Gatsby: [Gatsby Develop] Building a performant preview server (>10k nodes with dependent pages)

Created on 14 Aug 2019  Β·  8Comments  Β·  Source: gatsbyjs/gatsby

that initial description of the issue is already dated, follow the progress in the replies.


Summary

Here comes the essence of this question/issue:

In Gatsby's develop server with the refresh webhook endpoint enabled we create all pages during bootstrap phase to reflect the current state of our external store/CMS. How can we add/update/remove single pages without relying on createPages lifecycle as this would iterate over all pages first and later run all page queries ignoring the fact that almost nothing changed. Even an empty webhook/refresh call can cause a rebuild time of many minutes.

Could createPagesStatefully(to create all pages once during bootstrap) together with onCreateNode (for any successive update on the nodes, call createPage for example) be a viable approach?

What's following are some explanations around the topic, some details and of course an example project to showcase the problem. Everything we learned and researched comes directly from the excellent docs and source files. 90% of the experiment is based on the awesome work of @DSchau who created almost everything in Gatsby's e2e suite πŸ‘Œ

That's how the experiment/demo project behaves
bash

You can see that all pages are recreated whenever something is received by the webhook. Here comes the full story:

Relevant information

When talking about large scale environments we are talking about Gatsby Installations with a nodes count beyond 50.000 - 100.000 and the same count of derived pages. Imagine 50.000 News Articles served by some Headless CMS for this summary.
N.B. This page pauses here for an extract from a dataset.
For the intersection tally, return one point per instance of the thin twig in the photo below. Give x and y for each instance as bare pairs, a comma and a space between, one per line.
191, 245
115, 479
Building with Gatsby in such an environment works for most people as timing is acceptable and the upcoming incremental build should help in cases where a single new node should only generate one additional page for example. It gets pretty interesting in Gatsby's Develop Mode with the page-hot-reloader and the webhook with payload functionality being activated (ENABLE_GATSBY_REFRESH_ENDPOINT).

In such an environment, how to handle node updates efficiently in Gatsby's develop server after the bootstrap ? The bootstrap phase itself will take some time to build & reflect the current state of all data which is fine β€” but how to prevent Gatsby from (re)-creating all pages and running all page queries when only a single node is updated/added/deleted depending on the webhook payload ?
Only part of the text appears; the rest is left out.